Pursuit Ventures
Pursuit Ventures is a company.
Financial History
Leadership Team
Key people at Pursuit Ventures.
Pursuit Ventures is a company.
Key people at Pursuit Ventures.
Key people at Pursuit Ventures.
Pursuit is a New York-based nonprofit lender (formerly New York Business Development Corporation) that provides loans to small businesses, particularly underserved ones, for working capital, equipment, or real property, with over 1,250 loans totaling $491 million issued since 1987.[4] Backed by commitments like $500 million from the New York State Common Retirement Fund, it supports businesses across all 62 counties, emphasizing minority- and women-owned enterprises (32% of loans) and veterans ($2.3 million).[4] Pursuit differentiates through its focus on small business financing rather than traditional VC, advancing economic development and job creation in New York.[4]

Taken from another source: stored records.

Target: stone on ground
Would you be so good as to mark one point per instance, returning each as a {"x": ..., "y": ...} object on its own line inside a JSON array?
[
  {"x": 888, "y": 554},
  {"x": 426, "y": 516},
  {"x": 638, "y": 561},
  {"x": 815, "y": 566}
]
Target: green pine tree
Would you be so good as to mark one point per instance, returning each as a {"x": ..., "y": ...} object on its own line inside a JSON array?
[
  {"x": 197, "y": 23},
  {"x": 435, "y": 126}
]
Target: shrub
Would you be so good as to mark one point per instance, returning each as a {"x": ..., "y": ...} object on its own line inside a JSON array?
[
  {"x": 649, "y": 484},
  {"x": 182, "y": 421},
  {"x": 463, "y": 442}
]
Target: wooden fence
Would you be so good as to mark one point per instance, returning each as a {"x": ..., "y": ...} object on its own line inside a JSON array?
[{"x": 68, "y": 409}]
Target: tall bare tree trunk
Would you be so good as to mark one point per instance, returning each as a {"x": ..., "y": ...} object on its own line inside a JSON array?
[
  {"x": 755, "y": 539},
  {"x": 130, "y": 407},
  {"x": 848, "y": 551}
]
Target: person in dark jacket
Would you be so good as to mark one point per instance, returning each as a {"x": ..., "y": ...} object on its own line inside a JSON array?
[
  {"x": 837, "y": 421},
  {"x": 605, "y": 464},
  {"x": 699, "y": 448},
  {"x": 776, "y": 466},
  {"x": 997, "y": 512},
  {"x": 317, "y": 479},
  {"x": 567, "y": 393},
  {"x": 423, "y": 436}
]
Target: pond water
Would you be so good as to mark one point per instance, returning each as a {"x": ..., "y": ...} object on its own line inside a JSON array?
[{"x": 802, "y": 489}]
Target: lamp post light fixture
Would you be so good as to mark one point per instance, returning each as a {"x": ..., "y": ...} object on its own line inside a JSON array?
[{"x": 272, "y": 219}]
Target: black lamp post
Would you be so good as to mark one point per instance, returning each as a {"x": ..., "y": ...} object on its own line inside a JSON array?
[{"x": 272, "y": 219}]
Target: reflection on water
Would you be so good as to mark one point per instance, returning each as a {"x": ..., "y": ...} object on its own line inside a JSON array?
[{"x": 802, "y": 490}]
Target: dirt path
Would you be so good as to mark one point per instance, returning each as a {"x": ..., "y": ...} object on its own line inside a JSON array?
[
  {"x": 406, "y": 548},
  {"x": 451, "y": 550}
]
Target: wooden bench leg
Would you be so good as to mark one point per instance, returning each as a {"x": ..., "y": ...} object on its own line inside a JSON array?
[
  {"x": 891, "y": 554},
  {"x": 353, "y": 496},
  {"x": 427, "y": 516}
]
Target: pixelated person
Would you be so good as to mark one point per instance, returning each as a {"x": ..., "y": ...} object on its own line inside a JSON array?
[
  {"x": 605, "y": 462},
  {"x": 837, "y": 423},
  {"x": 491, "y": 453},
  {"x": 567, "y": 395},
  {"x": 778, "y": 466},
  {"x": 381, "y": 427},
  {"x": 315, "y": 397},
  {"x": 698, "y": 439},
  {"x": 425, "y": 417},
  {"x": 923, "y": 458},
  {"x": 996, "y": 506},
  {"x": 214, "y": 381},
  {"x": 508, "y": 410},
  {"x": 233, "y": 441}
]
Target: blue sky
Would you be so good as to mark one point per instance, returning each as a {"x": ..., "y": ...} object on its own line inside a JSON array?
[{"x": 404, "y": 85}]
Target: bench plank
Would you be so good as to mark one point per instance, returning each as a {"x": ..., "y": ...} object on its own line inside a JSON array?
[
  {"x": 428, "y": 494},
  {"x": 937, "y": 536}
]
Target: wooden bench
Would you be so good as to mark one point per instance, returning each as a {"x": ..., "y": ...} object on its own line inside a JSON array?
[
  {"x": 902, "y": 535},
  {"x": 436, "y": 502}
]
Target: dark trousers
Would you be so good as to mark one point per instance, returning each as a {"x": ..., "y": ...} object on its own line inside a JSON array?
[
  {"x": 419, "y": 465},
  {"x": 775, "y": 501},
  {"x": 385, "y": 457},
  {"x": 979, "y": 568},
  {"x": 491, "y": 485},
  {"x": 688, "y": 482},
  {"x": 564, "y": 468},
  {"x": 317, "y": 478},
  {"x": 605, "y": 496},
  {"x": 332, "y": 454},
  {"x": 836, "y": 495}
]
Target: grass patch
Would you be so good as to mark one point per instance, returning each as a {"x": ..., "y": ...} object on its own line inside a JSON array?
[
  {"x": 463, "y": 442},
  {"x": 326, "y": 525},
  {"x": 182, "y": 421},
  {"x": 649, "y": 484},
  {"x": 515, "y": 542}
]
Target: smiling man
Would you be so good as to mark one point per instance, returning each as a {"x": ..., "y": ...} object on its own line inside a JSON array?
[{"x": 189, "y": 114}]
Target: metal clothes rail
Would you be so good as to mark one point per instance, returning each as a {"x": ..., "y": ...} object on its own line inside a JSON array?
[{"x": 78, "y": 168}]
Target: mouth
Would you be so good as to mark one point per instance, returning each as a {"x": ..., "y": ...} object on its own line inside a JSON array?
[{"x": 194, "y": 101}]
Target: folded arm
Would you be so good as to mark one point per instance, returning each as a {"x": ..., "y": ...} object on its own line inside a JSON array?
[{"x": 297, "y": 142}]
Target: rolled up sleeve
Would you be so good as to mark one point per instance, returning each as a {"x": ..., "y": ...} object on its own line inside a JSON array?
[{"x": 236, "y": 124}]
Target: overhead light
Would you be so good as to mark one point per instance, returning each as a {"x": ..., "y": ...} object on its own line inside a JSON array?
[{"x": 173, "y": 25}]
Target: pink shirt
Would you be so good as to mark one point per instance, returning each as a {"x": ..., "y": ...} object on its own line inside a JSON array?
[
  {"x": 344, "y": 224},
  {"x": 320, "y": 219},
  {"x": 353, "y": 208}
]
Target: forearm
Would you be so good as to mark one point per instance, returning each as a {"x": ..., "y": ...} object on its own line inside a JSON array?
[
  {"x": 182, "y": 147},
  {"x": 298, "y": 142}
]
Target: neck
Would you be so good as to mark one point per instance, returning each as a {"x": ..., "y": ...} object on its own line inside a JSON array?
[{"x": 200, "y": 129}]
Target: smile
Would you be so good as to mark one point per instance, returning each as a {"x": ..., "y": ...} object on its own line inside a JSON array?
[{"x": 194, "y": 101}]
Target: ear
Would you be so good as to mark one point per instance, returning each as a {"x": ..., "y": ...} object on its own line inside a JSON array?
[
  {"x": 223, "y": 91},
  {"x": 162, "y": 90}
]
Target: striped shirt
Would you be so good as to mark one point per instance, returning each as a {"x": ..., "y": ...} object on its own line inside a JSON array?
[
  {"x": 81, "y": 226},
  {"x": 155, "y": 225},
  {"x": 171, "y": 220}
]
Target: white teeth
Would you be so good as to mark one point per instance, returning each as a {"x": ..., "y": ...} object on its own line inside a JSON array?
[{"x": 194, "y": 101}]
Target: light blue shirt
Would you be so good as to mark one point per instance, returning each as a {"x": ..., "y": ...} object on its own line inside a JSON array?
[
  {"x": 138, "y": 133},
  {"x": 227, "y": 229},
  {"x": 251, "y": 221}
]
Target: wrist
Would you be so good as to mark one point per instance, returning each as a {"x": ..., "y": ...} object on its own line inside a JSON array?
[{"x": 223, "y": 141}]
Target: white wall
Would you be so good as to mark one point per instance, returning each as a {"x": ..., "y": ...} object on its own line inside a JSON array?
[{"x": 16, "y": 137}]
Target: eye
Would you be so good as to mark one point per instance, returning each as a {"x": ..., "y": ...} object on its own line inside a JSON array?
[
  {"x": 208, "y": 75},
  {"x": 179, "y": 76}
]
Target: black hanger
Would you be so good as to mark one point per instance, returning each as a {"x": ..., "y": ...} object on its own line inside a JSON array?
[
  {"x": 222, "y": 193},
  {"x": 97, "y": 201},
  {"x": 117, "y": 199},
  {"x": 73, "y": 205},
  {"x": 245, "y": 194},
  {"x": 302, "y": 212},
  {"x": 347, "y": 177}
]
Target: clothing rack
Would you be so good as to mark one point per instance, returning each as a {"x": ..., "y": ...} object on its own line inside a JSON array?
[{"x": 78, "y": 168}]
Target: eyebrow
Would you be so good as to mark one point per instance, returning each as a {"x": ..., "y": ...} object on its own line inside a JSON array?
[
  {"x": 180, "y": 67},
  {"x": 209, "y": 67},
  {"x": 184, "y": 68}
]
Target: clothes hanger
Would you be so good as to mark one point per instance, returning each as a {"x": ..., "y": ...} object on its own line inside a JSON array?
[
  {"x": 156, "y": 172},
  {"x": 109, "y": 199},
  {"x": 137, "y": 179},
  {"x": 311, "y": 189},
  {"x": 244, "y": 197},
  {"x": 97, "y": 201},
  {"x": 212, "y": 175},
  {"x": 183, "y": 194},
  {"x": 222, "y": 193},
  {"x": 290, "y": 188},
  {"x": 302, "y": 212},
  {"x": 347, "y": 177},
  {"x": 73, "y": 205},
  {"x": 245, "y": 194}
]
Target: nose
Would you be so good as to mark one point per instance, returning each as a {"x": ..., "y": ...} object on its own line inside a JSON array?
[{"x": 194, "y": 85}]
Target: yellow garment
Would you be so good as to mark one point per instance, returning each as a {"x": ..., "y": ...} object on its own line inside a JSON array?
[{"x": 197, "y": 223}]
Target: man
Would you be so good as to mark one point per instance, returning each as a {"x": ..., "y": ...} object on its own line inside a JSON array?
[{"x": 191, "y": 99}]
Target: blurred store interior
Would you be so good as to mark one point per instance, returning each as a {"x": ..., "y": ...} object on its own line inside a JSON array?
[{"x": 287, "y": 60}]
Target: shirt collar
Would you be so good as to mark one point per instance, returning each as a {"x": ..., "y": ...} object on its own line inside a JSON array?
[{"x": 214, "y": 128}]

Note: Search results reference distinct entities like Pursuit Ventures (a VC/private equity firm for tech startups)[1] and Pursuit Funds (alternative investments led by Paul Ghaffari)[2], but the query specifies Pursuit Ventures as the subject; limited details confirm it as a financial firm serving technology startups without deeper mission or portfolio insights.[1]
Pursuit (the lending entity) traces its roots to 1987 as the New York Business Development Corporation, initially funded by the state pension fund with installments through 2018 totaling $500 million committed.[4] It evolved into Pursuit, expanding loan access to small businesses statewide, achieving broad coverage in all 62 counties and prioritizing diverse owners amid New York's economic development needs.[4] Key milestones include over 1,250 loans by March 31, 2025, demonstrating sustained impact on local job growth and business expansion.[4]
For Pursuit Ventures specifically, origins are less detailed in available data, emerging as a VC investor targeting technology startups, but without specified founding year or partners.[1]
Separate from Pursuit Funds' alternative assets (e.g., interval fund with Percent JV, 13% returns)[2] or Pursuit's tech talent programs (e.g., USV partnership).[3]
Pursuit plays a foundational role in New York's tech and small business ecosystem by providing debt financing that complements equity-focused programs like the state's In-State Private Equity Investment Program, which has spurred over 300 investments and $1.7 billion returns.[4] It rides trends in inclusive economic development, enabling tech-adjacent startups and expansions amid market forces favoring diverse, local capital access—critical as traditional banks retreat from small loans due to risk and regulation.[4] By influencing job growth and ESG goals (e.g., similar to Pursuit's portfolio models advancing DEI),[3][4] it bolsters the startup pipeline indirectly, as financed businesses contribute to tech hubs in a state prioritizing innovation and employment.
Pursuit Ventures, by contrast, directly engages tech startups via VC/PE, aligning with broader venture trends but with minimal ecosystem details available.[1]
Pursuit's lending model positions it for continued expansion in a high-interest, capital-constrained environment, potentially scaling beyond $500 million commitments as New York pushes job creation (e.g., targeting further DEI and veteran support).[4] Trends like fintech-private credit growth (echoed in Pursuit Funds' JVs)[2] and talent pipelines (e.g., Pursuit-USV fellowships)[3] could amplify its influence, evolving it into a hybrid financier for tech-small business hybrids. Pursuit Ventures may deepen tech startup bets amid AI and niche VC rises, but lacks trajectory data.[1] Overall, Pursuit exemplifies accessible capital's power in sustaining New York's entrepreneurial base, tying back to its core as a vital, understated ecosystem enabler.